Experimental evidence for reduced male allocation under selfing in a simultaneously hermaphroditic animal

Abstract

Self-fertilization is widespread among simultaneously hermaphroditic animals and plants, but is often only facultatively deployed under circumstances that constrain outcrossing. A central prediction of sex allocation (SA) theory is that because exclusive selfing reduces sperm or pollen competition to zero, this should favour extreme economy in resources channelled to the male sex function. We can therefore expect that organisms switching from outcrossing to selfing should reduce their male allocation. However, to date this prediction has received relatively little support in animal taxa, especially compared to plants. Here we show that isolated individuals (under enforced selfing conditions) have a less male-biased SA than do grouped conspecifics (under outcrossing conditions) in the preferentially outcrossing flatworm Macrostomum hystrix This shift arises from a reduced male allocation (testis area) in isolated individuals, although we did not find any evidence for a re-allocation of these resources to the female sex function (i.e. ovary area was unaffected by selfing/outcrossing conditions). Our results provide some of the clearest experimental evidence to date for reduced male allocation under selfing in simultaneously hermaphroditic animals, extending previous findings comparing SA between populations differing in selfing rates to the level of individual plasticity in gametogenesis.

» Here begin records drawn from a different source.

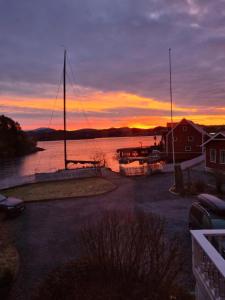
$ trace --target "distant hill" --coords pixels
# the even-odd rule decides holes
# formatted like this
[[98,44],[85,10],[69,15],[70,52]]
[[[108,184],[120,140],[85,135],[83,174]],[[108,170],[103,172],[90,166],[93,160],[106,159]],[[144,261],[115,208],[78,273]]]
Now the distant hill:
[[[153,129],[140,129],[140,128],[109,128],[109,129],[79,129],[67,131],[66,137],[69,140],[82,140],[93,138],[106,138],[106,137],[126,137],[126,136],[148,136],[148,135],[162,135],[167,131],[166,127],[156,127]],[[38,141],[55,141],[63,140],[64,131],[55,130],[51,128],[38,128],[35,130],[27,131],[27,134]]]
[[41,150],[36,140],[27,135],[20,124],[4,115],[0,116],[0,160],[18,157]]
[[[207,132],[225,131],[225,125],[210,125],[202,126]],[[162,135],[168,131],[167,127],[157,126],[155,128],[140,129],[140,128],[108,128],[108,129],[79,129],[67,131],[66,137],[68,140],[82,140],[106,137],[126,137],[126,136],[154,136]],[[64,131],[52,128],[38,128],[27,131],[27,134],[37,141],[57,141],[63,140]]]

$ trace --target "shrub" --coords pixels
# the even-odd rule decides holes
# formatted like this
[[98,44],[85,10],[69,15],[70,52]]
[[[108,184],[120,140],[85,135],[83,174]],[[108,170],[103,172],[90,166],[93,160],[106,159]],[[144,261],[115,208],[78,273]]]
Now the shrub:
[[193,182],[191,186],[191,191],[193,194],[200,194],[205,191],[206,185],[205,182],[201,179],[196,180]]
[[189,299],[176,284],[180,239],[166,240],[160,217],[107,214],[83,228],[79,240],[82,258],[52,272],[35,299]]
[[213,172],[215,182],[216,182],[216,191],[218,194],[223,193],[223,185],[225,184],[225,175],[218,170]]

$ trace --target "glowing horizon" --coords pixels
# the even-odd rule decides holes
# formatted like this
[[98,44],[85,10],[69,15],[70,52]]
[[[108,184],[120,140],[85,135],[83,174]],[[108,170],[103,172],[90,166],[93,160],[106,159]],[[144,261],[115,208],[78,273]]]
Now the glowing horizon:
[[[147,98],[124,91],[103,92],[79,87],[74,97],[68,93],[67,128],[154,128],[170,122],[170,102]],[[83,91],[83,92],[82,92]],[[84,92],[85,91],[85,92]],[[40,127],[63,128],[61,97],[38,98],[7,95],[2,113],[18,121],[24,130]],[[1,101],[3,103],[3,101]],[[182,118],[201,125],[225,124],[225,107],[185,106],[174,103],[174,121]]]

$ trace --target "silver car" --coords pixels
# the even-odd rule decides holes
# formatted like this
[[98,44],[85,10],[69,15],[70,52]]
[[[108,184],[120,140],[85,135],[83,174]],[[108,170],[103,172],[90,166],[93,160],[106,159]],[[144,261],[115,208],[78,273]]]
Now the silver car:
[[7,216],[15,216],[25,209],[24,201],[14,197],[6,197],[0,194],[0,211]]

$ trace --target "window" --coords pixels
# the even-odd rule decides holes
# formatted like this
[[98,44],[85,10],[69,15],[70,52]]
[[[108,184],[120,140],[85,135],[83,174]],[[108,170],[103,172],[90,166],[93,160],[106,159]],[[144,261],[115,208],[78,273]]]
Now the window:
[[220,163],[225,164],[225,149],[220,150]]
[[216,162],[216,149],[210,149],[210,162]]
[[185,151],[191,151],[191,146],[185,146]]

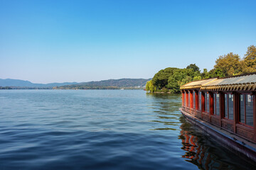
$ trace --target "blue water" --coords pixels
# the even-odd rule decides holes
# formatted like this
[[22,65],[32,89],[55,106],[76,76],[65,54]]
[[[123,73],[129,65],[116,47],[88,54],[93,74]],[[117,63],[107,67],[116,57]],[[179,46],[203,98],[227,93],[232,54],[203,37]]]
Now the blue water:
[[181,104],[141,90],[1,90],[0,169],[255,169]]

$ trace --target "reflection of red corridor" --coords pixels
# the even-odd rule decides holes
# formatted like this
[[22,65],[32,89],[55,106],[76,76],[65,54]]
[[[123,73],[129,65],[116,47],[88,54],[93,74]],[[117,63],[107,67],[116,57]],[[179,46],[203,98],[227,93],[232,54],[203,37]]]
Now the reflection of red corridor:
[[186,151],[182,157],[189,159],[190,162],[203,169],[228,169],[228,166],[215,160],[214,155],[208,152],[208,148],[201,145],[198,137],[193,136],[189,132],[182,130],[180,138],[182,140],[182,149]]

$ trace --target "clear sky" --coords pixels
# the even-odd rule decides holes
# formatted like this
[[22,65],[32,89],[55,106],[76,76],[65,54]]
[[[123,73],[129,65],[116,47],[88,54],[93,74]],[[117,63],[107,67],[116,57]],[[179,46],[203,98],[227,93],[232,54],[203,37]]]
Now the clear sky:
[[256,1],[0,0],[0,79],[151,78],[256,45]]

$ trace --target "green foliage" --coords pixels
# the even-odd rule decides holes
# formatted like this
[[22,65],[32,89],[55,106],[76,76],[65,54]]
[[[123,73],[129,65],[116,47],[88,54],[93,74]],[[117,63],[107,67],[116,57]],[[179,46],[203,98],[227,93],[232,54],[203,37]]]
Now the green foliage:
[[150,80],[146,82],[146,90],[150,91],[151,92],[154,92],[156,90],[156,87],[154,86],[152,80]]
[[156,73],[153,79],[153,84],[156,86],[157,89],[161,89],[168,84],[168,79],[173,74],[175,70],[179,69],[174,67],[168,67],[161,69]]
[[196,64],[190,64],[187,67],[186,69],[193,69],[193,72],[200,72],[200,69],[199,69],[199,67],[197,67],[196,65]]
[[[220,56],[215,61],[214,69],[217,69],[221,76],[228,76],[242,73],[240,58],[238,55],[230,52]],[[213,73],[215,73],[213,71]],[[212,73],[212,74],[213,74]]]
[[242,63],[243,73],[256,72],[256,47],[250,45],[245,55]]

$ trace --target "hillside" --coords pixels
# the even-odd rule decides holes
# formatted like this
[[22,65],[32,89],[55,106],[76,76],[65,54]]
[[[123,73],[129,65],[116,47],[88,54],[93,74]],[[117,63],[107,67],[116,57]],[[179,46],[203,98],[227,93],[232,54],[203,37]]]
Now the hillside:
[[29,81],[19,79],[0,79],[0,86],[13,86],[13,87],[36,87],[36,88],[53,88],[54,86],[60,86],[65,85],[71,85],[78,84],[76,82],[65,82],[65,83],[50,83],[50,84],[33,84]]
[[62,86],[55,89],[116,89],[120,88],[142,88],[146,81],[151,80],[144,79],[109,79],[98,81],[90,81],[77,84]]

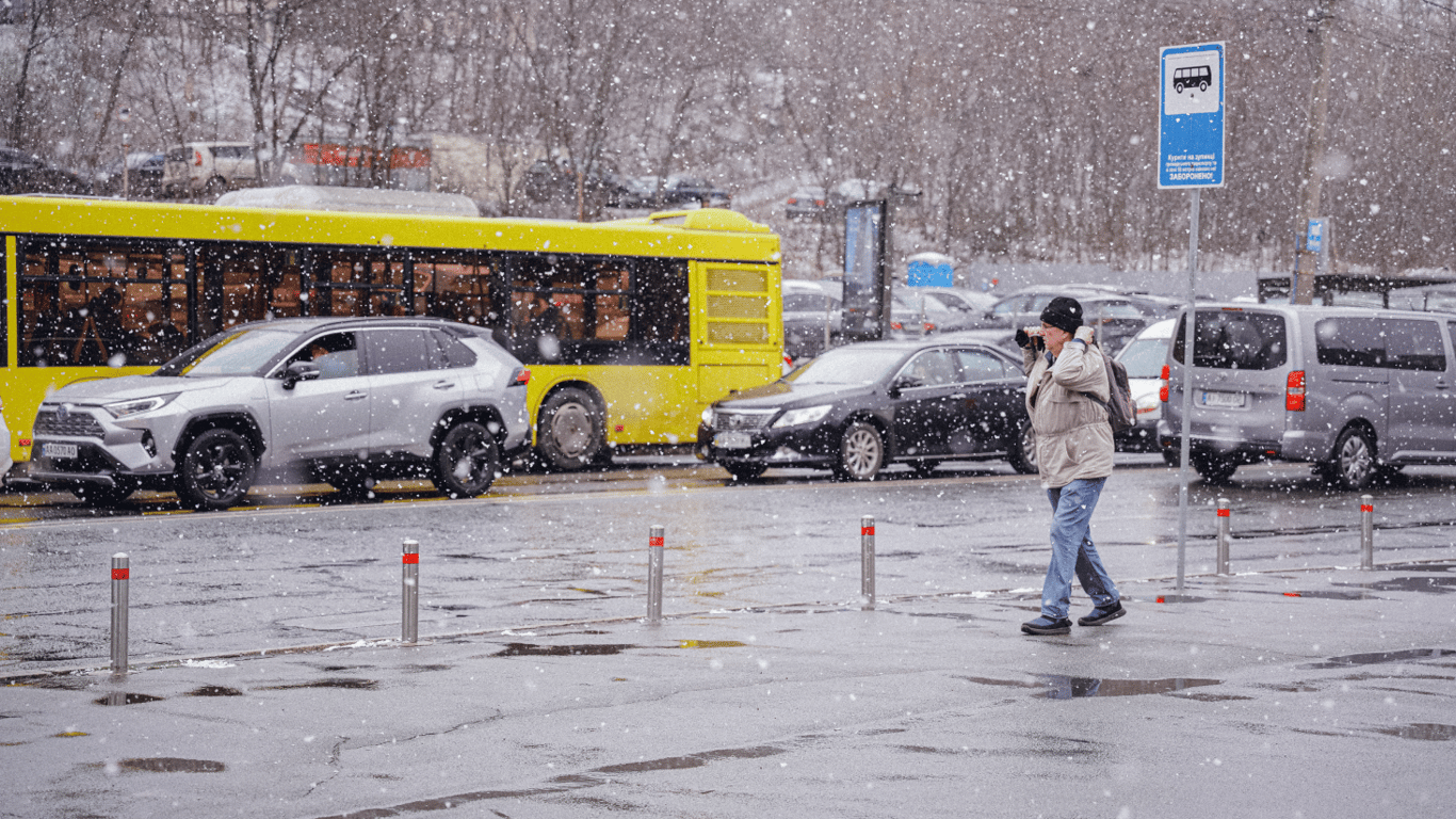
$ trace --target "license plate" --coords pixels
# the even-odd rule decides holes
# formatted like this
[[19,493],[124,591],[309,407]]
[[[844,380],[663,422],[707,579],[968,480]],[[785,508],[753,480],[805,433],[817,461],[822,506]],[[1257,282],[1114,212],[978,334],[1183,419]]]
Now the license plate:
[[1204,407],[1243,407],[1242,392],[1204,392]]
[[753,436],[748,433],[718,433],[713,436],[713,446],[718,449],[748,449],[753,446]]
[[74,443],[42,443],[41,458],[76,458],[80,455],[80,447]]

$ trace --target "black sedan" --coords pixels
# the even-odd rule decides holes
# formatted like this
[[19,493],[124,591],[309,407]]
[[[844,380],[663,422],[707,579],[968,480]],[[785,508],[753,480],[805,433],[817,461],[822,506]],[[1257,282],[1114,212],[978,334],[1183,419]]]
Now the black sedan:
[[697,456],[751,479],[769,466],[871,481],[891,462],[1005,458],[1034,472],[1019,358],[987,344],[871,341],[830,350],[703,411]]

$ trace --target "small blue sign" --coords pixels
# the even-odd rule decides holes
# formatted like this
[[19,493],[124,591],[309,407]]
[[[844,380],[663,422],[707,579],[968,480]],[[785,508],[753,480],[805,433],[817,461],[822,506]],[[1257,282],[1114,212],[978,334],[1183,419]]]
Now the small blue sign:
[[1223,187],[1223,44],[1169,45],[1159,71],[1158,187]]
[[1312,254],[1322,254],[1325,251],[1325,220],[1310,219],[1309,227],[1305,230],[1305,249]]
[[951,262],[910,259],[906,264],[906,284],[909,287],[951,287],[954,283],[955,271],[951,268]]

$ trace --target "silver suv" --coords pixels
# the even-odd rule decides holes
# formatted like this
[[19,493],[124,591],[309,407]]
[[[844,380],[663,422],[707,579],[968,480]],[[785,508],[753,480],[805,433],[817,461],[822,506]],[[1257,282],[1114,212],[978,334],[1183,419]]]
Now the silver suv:
[[137,488],[226,509],[261,477],[352,495],[428,478],[491,487],[530,443],[530,372],[485,331],[425,318],[232,328],[149,376],[73,383],[41,404],[31,478],[93,504]]
[[[1185,313],[1187,315],[1187,313]],[[1369,307],[1200,305],[1190,459],[1208,482],[1241,463],[1312,462],[1348,490],[1406,463],[1456,463],[1456,316]],[[1159,439],[1181,446],[1184,329]]]

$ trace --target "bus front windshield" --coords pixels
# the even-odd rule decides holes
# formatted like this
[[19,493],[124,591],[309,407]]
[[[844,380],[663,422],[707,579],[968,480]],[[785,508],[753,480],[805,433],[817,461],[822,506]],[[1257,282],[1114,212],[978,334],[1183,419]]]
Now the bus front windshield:
[[783,376],[798,385],[810,383],[875,383],[900,366],[903,350],[855,350],[840,347],[814,358]]
[[245,329],[199,344],[172,358],[156,375],[183,377],[255,376],[298,341],[297,332]]

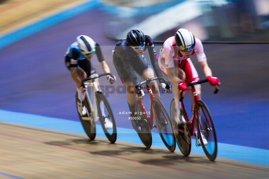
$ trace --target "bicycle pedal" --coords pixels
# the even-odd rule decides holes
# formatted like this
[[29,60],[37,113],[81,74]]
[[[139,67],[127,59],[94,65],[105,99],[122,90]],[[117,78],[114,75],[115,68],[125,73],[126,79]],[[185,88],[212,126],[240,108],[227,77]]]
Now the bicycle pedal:
[[187,124],[185,124],[184,125],[184,134],[185,135],[186,141],[188,144],[190,144],[192,139],[191,138],[191,134],[189,130]]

Keywords: phenotypic plasticity; self-fertilization; sex allocation; simultaneous hermaphroditism; sperm competition.

Figure 1.

SA plasticity under selfing versus outcrossing conditions in Macrostomum hystrix. The boxplots depict (a) SA, (b) testis size and (c) ovary size of M. hystrix measured under three different social environments differing in the opportunity for outcrossing and sperm competition level. See main text for details and test statistics. (Online version in colour.)